Не знаю, насколько Коринна осознавала происходящее. Наверно, она понимала больше, чем я был бы готов признать. Но ничего не говорила. Иногда я замечал испуганное выражение, снова промелькнувшее у нее на лице, и испытывал при этом нечто вроде удовлетворения. Как же я был похож на моего отца. Я говорил себе: она правильно делает, что боится меня. Эта сторона ее характера была для меня новостью. В жизни бы не подумал, что Коринну можно чем-то напугать.
После той ночи, когда я все рассказал Берну, мы с ним долго не виделись. Даже не перезванивались. У меня возникло опасение, что после моих признаний ему не хочется со мной разговаривать. Раньше такая долгая разлука была бы для меня невыносима, но теперь я впервые не придал этому особого значения. Наша дружба была лишь еще одним обломком разваливающегося целого. К тому же достаточно было увеличить дозу спиртного, чтобы и это огорчение растворилось без следа. В общем, надо называть вещи своими именами. Я увяз в этом по уши. Начинал с утра, затем добавлял в «Замке сарацинов», когда бывали перерывы в работе, стараясь удержаться на грани, за которой перестал бы соображать. Иногда, в основном вечерами, мне случалось перебрать, и тогда Коринна, вместо того чтобы отругать, обнимала меня и долго с молчаливой мольбой дышала мне в шею.
Наконец Берн без предупреждения заявился к нам. Это было в начале лета, в субботу или в воскресенье. Коринна с родителями и с Адой уехала к морю. Берн пришел с агрессивным и властным видом, с головы до ног одетый в черное.
— Пойду открою два пива, — сказал я.
— Я ненадолго.
— У тебя какое-то срочное дело?
И вдруг мы оба осознали, каким безумием была эта сдержанность между нами, это взаимное недоверие. Мне захотелось обнять его, он понял это и улыбнулся мне, затем развалился на диване и сказал, что с удовольствием выпил бы пива, но при условии, что оно будет ледяное. Мы молча выпили по глотку, словно привыкая к непринужденному, братскому общению. Мне было хорошо, спокойно.
— Созрели тутовые ягоды, — в какой-то момент сказал Берн, и я тут же увидел ферму, огромное дерево и мальчишек, которые садились на плечи друг к другу, чтобы достать ягоды с верхних веток. Я был благодарен ему за этот образ.

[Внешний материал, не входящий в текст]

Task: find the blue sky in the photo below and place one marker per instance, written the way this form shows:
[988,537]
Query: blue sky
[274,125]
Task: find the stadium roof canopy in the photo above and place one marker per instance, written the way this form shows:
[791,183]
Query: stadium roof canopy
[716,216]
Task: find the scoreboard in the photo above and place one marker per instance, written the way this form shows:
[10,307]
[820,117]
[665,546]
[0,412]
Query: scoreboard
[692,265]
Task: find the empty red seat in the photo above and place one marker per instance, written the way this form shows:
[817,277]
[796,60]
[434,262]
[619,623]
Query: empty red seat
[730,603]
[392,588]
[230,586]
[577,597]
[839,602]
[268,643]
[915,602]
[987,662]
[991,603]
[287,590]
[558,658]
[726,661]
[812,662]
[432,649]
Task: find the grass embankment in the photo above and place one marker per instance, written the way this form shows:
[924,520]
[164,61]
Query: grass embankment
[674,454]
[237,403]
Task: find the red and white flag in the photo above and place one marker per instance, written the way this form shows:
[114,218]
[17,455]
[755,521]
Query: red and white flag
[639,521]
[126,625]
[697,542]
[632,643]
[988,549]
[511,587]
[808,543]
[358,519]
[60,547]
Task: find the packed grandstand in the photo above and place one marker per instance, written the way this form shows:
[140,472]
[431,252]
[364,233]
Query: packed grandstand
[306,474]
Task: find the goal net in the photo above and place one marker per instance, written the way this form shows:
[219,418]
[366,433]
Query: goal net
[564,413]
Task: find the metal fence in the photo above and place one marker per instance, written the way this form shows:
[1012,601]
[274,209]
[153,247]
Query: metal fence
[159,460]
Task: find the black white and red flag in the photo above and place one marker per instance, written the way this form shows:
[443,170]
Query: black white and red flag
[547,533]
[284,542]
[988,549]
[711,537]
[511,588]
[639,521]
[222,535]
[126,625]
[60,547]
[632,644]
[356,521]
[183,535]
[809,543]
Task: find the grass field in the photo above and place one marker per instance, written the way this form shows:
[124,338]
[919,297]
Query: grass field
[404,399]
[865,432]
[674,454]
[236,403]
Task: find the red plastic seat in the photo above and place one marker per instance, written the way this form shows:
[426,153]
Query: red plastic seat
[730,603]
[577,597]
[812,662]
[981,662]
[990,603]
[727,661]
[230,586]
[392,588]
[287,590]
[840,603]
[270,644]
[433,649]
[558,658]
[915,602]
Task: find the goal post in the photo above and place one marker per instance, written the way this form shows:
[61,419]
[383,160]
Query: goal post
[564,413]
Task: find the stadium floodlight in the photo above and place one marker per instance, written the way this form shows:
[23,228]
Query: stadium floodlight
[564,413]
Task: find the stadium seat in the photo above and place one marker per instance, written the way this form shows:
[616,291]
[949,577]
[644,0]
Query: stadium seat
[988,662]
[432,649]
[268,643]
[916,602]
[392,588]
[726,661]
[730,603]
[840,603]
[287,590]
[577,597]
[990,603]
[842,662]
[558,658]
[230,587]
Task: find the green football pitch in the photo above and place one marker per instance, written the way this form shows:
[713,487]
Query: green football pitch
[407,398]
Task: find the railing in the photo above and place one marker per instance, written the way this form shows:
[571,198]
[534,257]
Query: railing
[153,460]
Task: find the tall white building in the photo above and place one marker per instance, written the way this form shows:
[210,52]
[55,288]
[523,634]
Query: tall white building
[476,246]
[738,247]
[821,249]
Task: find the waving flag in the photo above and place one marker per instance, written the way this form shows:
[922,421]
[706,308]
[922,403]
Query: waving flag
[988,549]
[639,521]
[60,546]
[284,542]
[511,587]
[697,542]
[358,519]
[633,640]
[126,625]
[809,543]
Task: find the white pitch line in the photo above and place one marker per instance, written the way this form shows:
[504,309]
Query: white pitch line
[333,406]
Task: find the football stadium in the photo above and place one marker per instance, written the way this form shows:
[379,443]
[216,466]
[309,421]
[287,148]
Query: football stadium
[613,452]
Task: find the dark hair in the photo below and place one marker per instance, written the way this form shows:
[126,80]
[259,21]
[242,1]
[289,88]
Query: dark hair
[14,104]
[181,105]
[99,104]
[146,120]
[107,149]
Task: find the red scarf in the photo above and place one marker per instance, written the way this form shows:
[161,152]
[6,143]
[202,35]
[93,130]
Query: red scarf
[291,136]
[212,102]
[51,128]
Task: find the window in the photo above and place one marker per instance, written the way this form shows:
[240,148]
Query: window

— Что вы будете с ними делать? — спросил я.
Но Берн уже забыл про тутовые ягоды.
— Мы с Терезой поженимся, — сказал он. — В сентябре. Я хотел тебя попросить, чтобы ты в день свадьбы оказал нам одну услугу.
«Сейчас попросит, чтобы я был свидетелем на свадьбе, и я соглашусь, конечно же, соглашусь, подумал я тогда, подавлю легкую досаду и скажу: ну конечно, с удовольствием. А что еще мне было делать? Вот встану и обниму его по-настоящему, по-братски, как положено двум взрослым мужчинам в таких обстоятельствах».
Но Берн сказал:
— Я хотел бы, чтобы ты организовал стол. Денег у нас немного. Придется экономить на всем, но ты с этим отлично справишься.
— Ну конечно, — механически произнес я заготовленные слова, которые должны были стать ответом на другой вопрос.
— У Терезы уже есть кое-какие идеи. Наверное, вам лучше встретиться, чтобы все обсудить напрямую. А мы с Данко займемся остальным.
Выходит, Данко был уже в курсе. Это была единственная мысль, которую я сумел для себя ясно сформулировать.
Затем Берн принялся рассуждать о том, как они собираются украсить сад, какие у них планы насчет музыки и гостей. Я слушал его и не слушал. Мне казалось, я все сильнее сжимаюсь в комок на диване, но это было только субъективное впечатление, потому что Берн ничего не замечал.
Когда он ушел, солнце было на равном расстоянии между небом и гладью моря: гигантский вспотевший шар, который заливал квартиру оранжевым светом. Я оставался на ногах, пока не стемнело, затем начал действовать с непреклонной, но бессмысленной решимостью. Сначала включил в квартире все освещение, потом всю бытовую технику. Стиральную машину, посудомойку, кондиционеры, пылесос, вытяжку над плитой, блендер на максимальной скорости. Достал из холодильника начатую бутылку белого вина и оставил дверцу открытой, чтобы и холодильник начал издавать жалобное гудение. И снова уселся на диван, с бутылкой в руках, окруженный разноголосым воем всего того, что подняло мою жизнь на новый, более достойный уровень, всего того, что вторглось в мою жизнь. Всего того, что было мной накоплено, однако не принадлежало мне.